Ein ganz sensibles Thema ist der Umgang der Clubs mit dem Wochenbericht. Manche Sekretäre schreiben ausführlich über alle angesprochenen Themen, darunter durchaus auch persönliche Mitteilungen von Mitgliedern, und schicken diese Protokolle an einen Verteiler, der über die Clubmitglieder oft hinausgeht. Hier empfiehlt es sich den Bericht aufzuteilen in einen allgemeinen Bericht für Außenstehende und einen ausführlicheren für den internen Kreis. Dasselbe gilt für die Protokolle von Clubversammlungen. Unter Datenschutz fallen übrigens auch Fotos, die zum Beispiel den Wochenbericht illustrieren sollen. Hier muss – ebenso wie bei der Verwendung auf Club-Websites – die Erlaubnis der abgebildeten Personen eingeholt werden.

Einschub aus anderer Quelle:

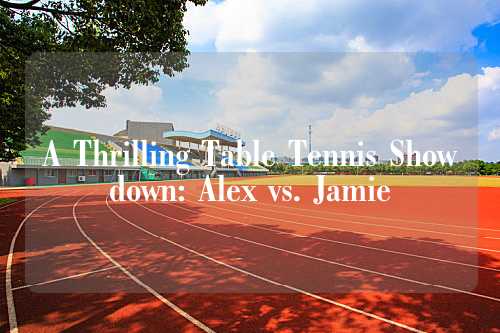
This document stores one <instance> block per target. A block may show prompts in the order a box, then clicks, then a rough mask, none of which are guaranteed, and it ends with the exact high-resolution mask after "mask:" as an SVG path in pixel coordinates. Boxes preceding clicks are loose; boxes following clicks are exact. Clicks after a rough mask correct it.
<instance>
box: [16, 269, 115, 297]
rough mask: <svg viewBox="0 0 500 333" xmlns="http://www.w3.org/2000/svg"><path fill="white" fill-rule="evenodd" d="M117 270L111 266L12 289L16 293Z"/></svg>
mask: <svg viewBox="0 0 500 333" xmlns="http://www.w3.org/2000/svg"><path fill="white" fill-rule="evenodd" d="M117 268H118V267H116V266H110V267H106V268H101V269H96V270H93V271H88V272H84V273H79V274H74V275H69V276H65V277H62V278H58V279H53V280H48V281H43V282H37V283H32V284H26V285H23V286H19V287H15V288H12V290H13V291H15V290H19V289H25V288H31V287H35V286H43V285H46V284H51V283H55V282H59V281H64V280H70V279H76V278H80V277H84V276H88V275H92V274H96V273H100V272H105V271H109V270H112V269H117Z"/></svg>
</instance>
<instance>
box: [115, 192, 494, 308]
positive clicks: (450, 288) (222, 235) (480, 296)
mask: <svg viewBox="0 0 500 333" xmlns="http://www.w3.org/2000/svg"><path fill="white" fill-rule="evenodd" d="M106 200H107V197H106ZM106 203H107V201H106ZM136 203H137V204H138V205H139V206H141V207H143V208H145V209H147V210H149V211H151V212H152V213H154V214H156V215H159V216H162V217H166V218H169V219H172V220H174V221H175V222H178V223H182V224H185V225H188V226H191V227H193V228H196V229H200V230H203V231H206V232H209V233H213V234H217V235H221V236H224V237H226V238H233V239H236V240H240V241H242V242H246V243H250V244H254V245H257V246H261V247H265V248H268V249H273V250H276V251H279V252H284V253H288V254H292V255H296V256H298V257H303V258H307V259H311V260H315V261H319V262H323V263H326V264H330V265H335V266H340V267H345V268H349V269H354V270H358V271H360V272H365V273H369V274H375V275H380V276H385V277H388V278H391V279H395V280H400V281H405V282H409V283H414V284H418V285H423V286H432V287H436V288H439V289H445V290H449V291H455V292H460V293H463V294H467V295H470V296H476V297H480V298H484V299H489V300H492V301H495V302H500V298H496V297H492V296H488V295H483V294H477V293H473V292H471V291H467V290H461V289H456V288H453V287H447V286H443V285H439V284H434V283H431V282H424V281H418V280H414V279H409V278H405V277H402V276H398V275H392V274H387V273H383V272H379V271H375V270H371V269H366V268H362V267H358V266H354V265H347V264H343V263H340V262H337V261H333V260H327V259H323V258H318V257H314V256H310V255H307V254H303V253H299V252H295V251H290V250H287V249H283V248H280V247H276V246H272V245H269V244H264V243H260V242H256V241H252V240H249V239H246V238H241V237H237V236H232V235H227V234H224V233H220V232H217V231H214V230H211V229H208V228H204V227H201V226H198V225H195V224H192V223H189V222H185V221H183V220H179V219H176V218H174V217H171V216H169V215H165V214H162V213H160V212H158V211H156V210H154V209H151V208H149V207H146V206H144V205H143V204H140V203H138V202H136Z"/></svg>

Eine weitere Unart, die Datenschützern auffällt, ist die Versendung von offenen Teilnehmerlisten etwa von Distriktveranstaltungen. Auch wenn man gerne vorher weiß, wer noch kommt –, es geht keinen etwas an. Dasselbe gilt beim Versand von E-Mails: Es ist nicht statthaft, bei Rundmails die E-Mail-Adressen aller Adressaten sichtbar zu machen. Stattdessen sollte der Absender sich selbst anschreiben und die Empfänger unter Blindkopie (bcc) aufführen. Im Text sollte dann allerdings der Empfängerkreis benannt werden.

Matthias Schütt

Matthias Schütt ist selbständiger Journalist und Lektor. Von 1994 bis 2008 war er Mitglied der Redaktion des Rotary Magazins, die letzten sieben Jahre als verantwortlicher Redakteur. Seither ist er rotarischer Korrespondent des Rotary Magazins und seit 2006 außerdem Distriktberichterstatter für den Distrikt 1940.